我与田丰相对而视,看着他震惊的表情,我知道这个消息太震撼了,田丰冷静了一下,马上建议:“主公,邹校尉尚有5000战力,今日的战斗,他们只是旁观者,若能把他们也训练成如同主公手下乡勇一般勇悍,即使我们遇到张牛角部众,也是可堪一战。”

沮授闻听此言,立即摇了摇头,反对道:“此为下策,邹校尉手下,多是正规官军,一向看不起地方武装,今日战斗,虽然他们在战前都是旁观之人,但战后,抢掠物资与战利品,却个个争先。我们以地方乡勇整编官军,且不说邹校尉如何看待,单是这些官军,也不会让我们顺利成事。”

田丰快速扫了一眼沮授,立马说:“丰还有一个中策,我们此战俘获无数,若是则其青壮编入我军,必能提高我军战力,不过如此一来,增加人手后,我军粮草供应堪忧。”

沮授赞赏的看看田丰,点头到:“这倒是个好办法,主公可试着考虑一下。”

我摇摇头,担忧的说:“我到是担心,这些本来是黄巾贼寇的人,再见到黄巾盗贼,是否能够拼力死战。”

沮授微笑着回答:“主公何需拼力死战,依我看,只要我们活着到了青州即可。临淄城起自齐国,历经几百年修缮,城高壕深。黄巾不过是由百姓组成的军队,那有攻城经验。青州龚景求援,只是未经战阵,见黄巾势大,故而张惶失措而已。主公只要派出一小部士卒,告知龚景我等即可来援,龚景必死战以待援军。”

我大喜,马上夸奖道:“子正此言,句句金玉,令我茅塞顿开”。

接着,我含笑看着沮授和田丰,再次询问:“中策都如此之妙,上策是什么?”

沮授和田丰对视一眼,说:“主公之意,是想以此战绩等待朝廷封赏么,还有想借此,乘东风直上九霄。”

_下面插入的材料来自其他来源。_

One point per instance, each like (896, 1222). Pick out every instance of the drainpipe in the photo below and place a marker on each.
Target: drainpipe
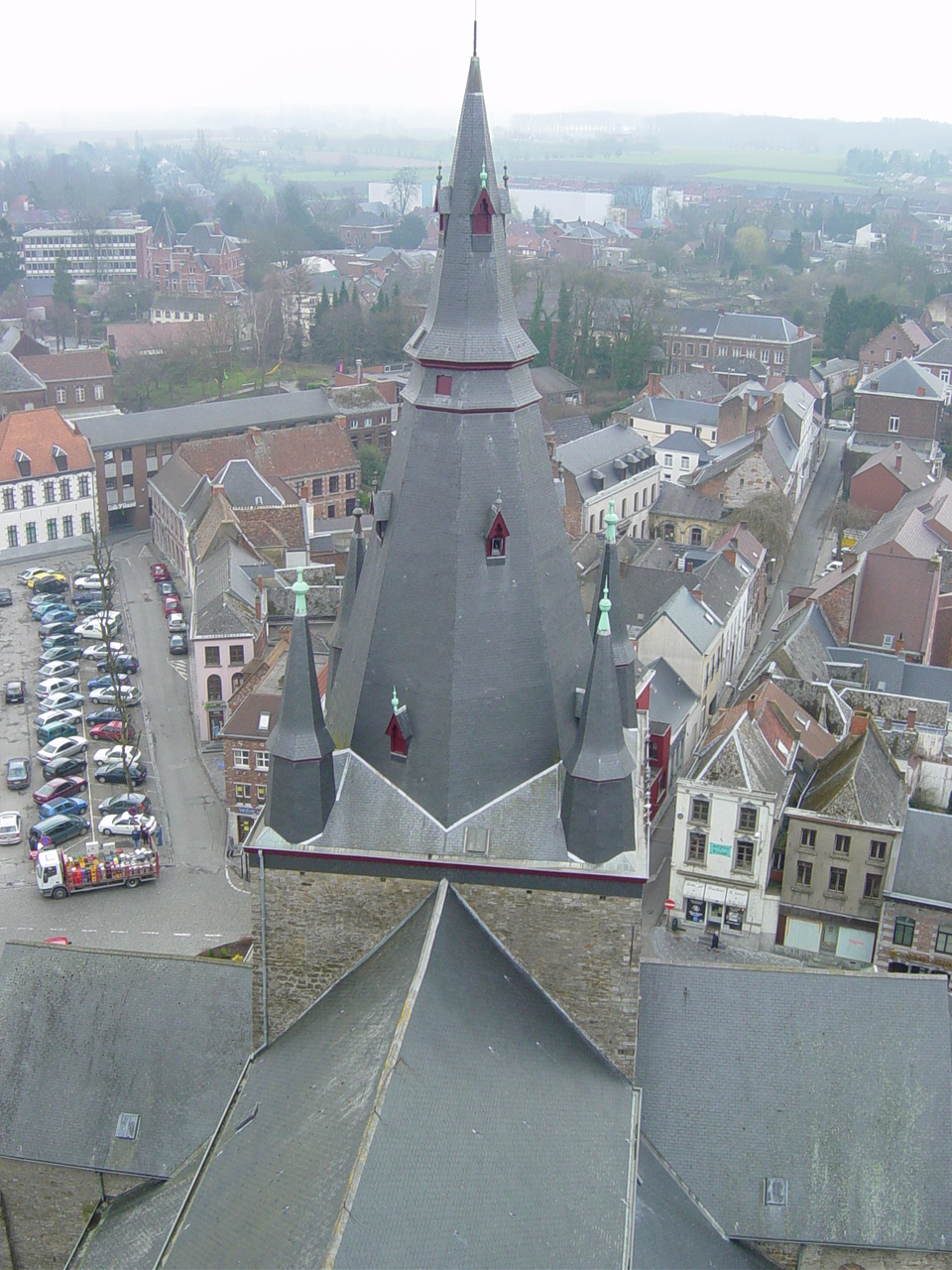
(264, 957)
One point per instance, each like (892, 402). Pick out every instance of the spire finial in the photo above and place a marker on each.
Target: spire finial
(604, 606)
(611, 521)
(299, 589)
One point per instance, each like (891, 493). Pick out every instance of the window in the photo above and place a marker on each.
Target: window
(902, 933)
(744, 855)
(697, 846)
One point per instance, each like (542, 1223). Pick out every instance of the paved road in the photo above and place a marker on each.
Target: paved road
(197, 902)
(807, 536)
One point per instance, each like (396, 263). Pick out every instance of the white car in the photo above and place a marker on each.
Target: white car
(61, 747)
(58, 684)
(113, 754)
(10, 828)
(125, 824)
(91, 581)
(98, 652)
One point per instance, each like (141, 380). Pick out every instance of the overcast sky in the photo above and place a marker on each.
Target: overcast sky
(131, 64)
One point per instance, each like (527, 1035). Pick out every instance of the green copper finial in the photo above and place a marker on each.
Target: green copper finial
(603, 608)
(299, 589)
(611, 521)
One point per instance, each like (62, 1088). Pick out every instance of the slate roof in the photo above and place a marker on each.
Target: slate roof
(852, 1109)
(434, 1078)
(207, 418)
(90, 1029)
(858, 781)
(923, 866)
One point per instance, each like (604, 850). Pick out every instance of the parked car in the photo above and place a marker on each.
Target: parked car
(125, 824)
(60, 747)
(70, 765)
(56, 829)
(14, 691)
(17, 774)
(112, 730)
(108, 714)
(68, 806)
(61, 786)
(94, 652)
(125, 665)
(10, 828)
(113, 774)
(127, 693)
(126, 802)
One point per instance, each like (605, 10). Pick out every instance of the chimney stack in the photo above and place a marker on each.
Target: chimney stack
(860, 722)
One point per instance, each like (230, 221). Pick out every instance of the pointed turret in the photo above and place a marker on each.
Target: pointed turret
(626, 663)
(598, 804)
(352, 575)
(483, 631)
(301, 788)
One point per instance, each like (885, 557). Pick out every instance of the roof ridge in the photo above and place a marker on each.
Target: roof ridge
(384, 1083)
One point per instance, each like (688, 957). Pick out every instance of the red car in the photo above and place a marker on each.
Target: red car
(112, 730)
(59, 788)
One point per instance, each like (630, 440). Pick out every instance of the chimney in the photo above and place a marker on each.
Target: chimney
(860, 722)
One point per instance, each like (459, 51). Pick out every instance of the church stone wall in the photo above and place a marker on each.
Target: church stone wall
(581, 949)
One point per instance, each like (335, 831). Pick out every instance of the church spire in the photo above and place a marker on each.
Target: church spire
(598, 803)
(626, 663)
(301, 786)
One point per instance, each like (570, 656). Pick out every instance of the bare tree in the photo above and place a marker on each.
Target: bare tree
(403, 187)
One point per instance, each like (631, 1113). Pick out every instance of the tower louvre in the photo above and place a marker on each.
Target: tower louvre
(485, 647)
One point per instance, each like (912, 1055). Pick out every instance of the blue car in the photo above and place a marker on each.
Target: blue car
(70, 806)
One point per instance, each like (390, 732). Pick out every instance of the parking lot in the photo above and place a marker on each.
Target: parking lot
(194, 903)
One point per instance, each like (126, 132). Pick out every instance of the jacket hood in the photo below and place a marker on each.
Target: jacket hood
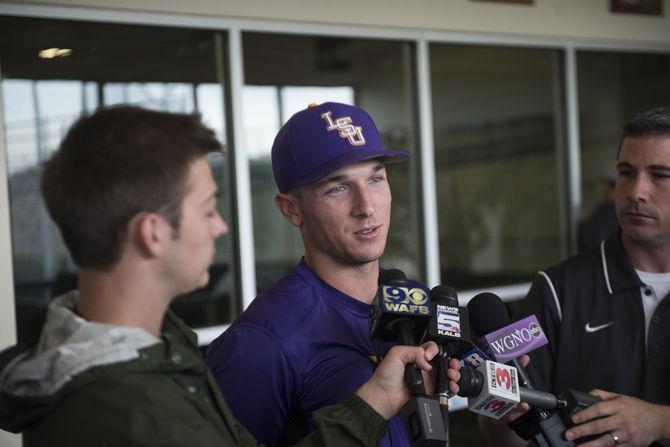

闻听此言,我在几案边舒展了一下身体,用手指敲打着几案,缓缓的问:“两位军师这么问刘备,是什么意思。”

沮授一捅田丰,田丰马上接过话题,说:“窃以为,张角所以能兴兵作乱,万民所以乐附之者,其源皆由十常侍多放父兄子弟、婚亲宾客,典据州郡,辜榷财利,侵掠百姓;百姓之冤,无所告诉,故谋议不轨,聚为盗贼。”

说完,田丰站起身来,挺了挺胸膛,昂着头慷慨成词道:“当今圣上,不顾百官多次上书说明情况,反而在西园开张邸舍,卖官鬻爵。各官各有等差,二千石官阶,定价二千万;四百石官阶,定价四百万;如以才德应选,亦须照纳半价,或三分之一;令长等缺,随县好丑,定价多寡。永乐宫中的董太后,嗜钱如命,闻得灵帝有这般好买卖,也即出来分肥,且令灵帝扩张生意,就是三公九卿,亦可出卖。如此吏政腐败,百姓苦不堪言。”

田丰在帐中踱着步,若有所思的接着说:“我与子正在接受征辟前,曾听说两件事,一件是幽州张纯乱后,官员多不敢赴任,故此幽州贿选官吏,多找今上要求退款,今上不肯,又有巨商某某,以三百万钱要求选任辽西,为郡刺史,今上以2000万钱卖出这一官职,谁知此官员赴任之时,受盗贼掳掠,死在路上,今上闻此,不怒反喜,对近侍说:此职位又可再买一次了。”

我点点头,田丰说的这人我知道,这名富商因采购货物不遂,于是花钱买了辽西刺史的官位,想借此来奴役出云城,结果在赴任路上,被刘浑部族斩杀。此后,我曾惴惴不安,怕朝廷追究。可后来看,朝廷的兴趣似乎只在于不停的向辽西派遣官吏,对于追究官员被杀一事,兴趣不大。我们现在已杀了前赴后继的20多名官员,可仍然有人想来出云城做官。官员们当官的瘾头可真大啊。

田丰接着说:“还有一事,名士刘某人,上书言十常侍祸害国家,今上大怒,令十常侍拿下,押入狱中,刘某向十常侍求告,付钱一百万脱罪,虽然身免此难,可名气尽毁,士人皆不齿与其来往。”

说到这,田丰看看我的表情,缓缓的走到几案前坐下。饮了一口水,看我没有张口的意思,只好接着说:“青州自孔义死后,已换了三任太守了,每一任太守均比上任太守卖的价钱低,据说今上曾感慨说:青州再也卖不出好价钱了。”

我还是没有开口,虽然心里在不停的盘算,但表面上,我只是默默的等他们说出所有的打算,冷静的看着他们两人。

看着我默默不语,沮授不得不接过话题,继续说:“青州一面靠海,无背后受敌之险,反而有鱼盐之利。黄河流经此处,地势平坦,沃野千里,若善加耕种,养活百万之众不成问题。济南冶铁业发达,工匠云集。若以青州来争雄天下,鱼盐粮铁均不缺。如果主公所属的出云城再于背后支持,两地成犄角之势,再加上公孙将军呼应在侧,进可攻,退可守,岂不美哉。”

这个沮授,此计好毒啊!他在劝我乘势而起。看来,这家伙从来就不是一个汉室至上的人。想来,在皇帝蒙难时,他首先想到的是胁天子以令诸侯,估计他对于朝廷已失望透顶,谋划已久。不过,他倒是有相当独到的战略眼光,正暗和我心中所想。可是,我该怎么下手那?任思绪飞的很远,纷乱无序。

我站起身来,走到帐口,沉吟不语,眼睛望着远方,思潮澎湃起伏,如汹涌肆虐的*;而心里却是一片空灵,好象久旱逢甘露的作物,整个舒展开来。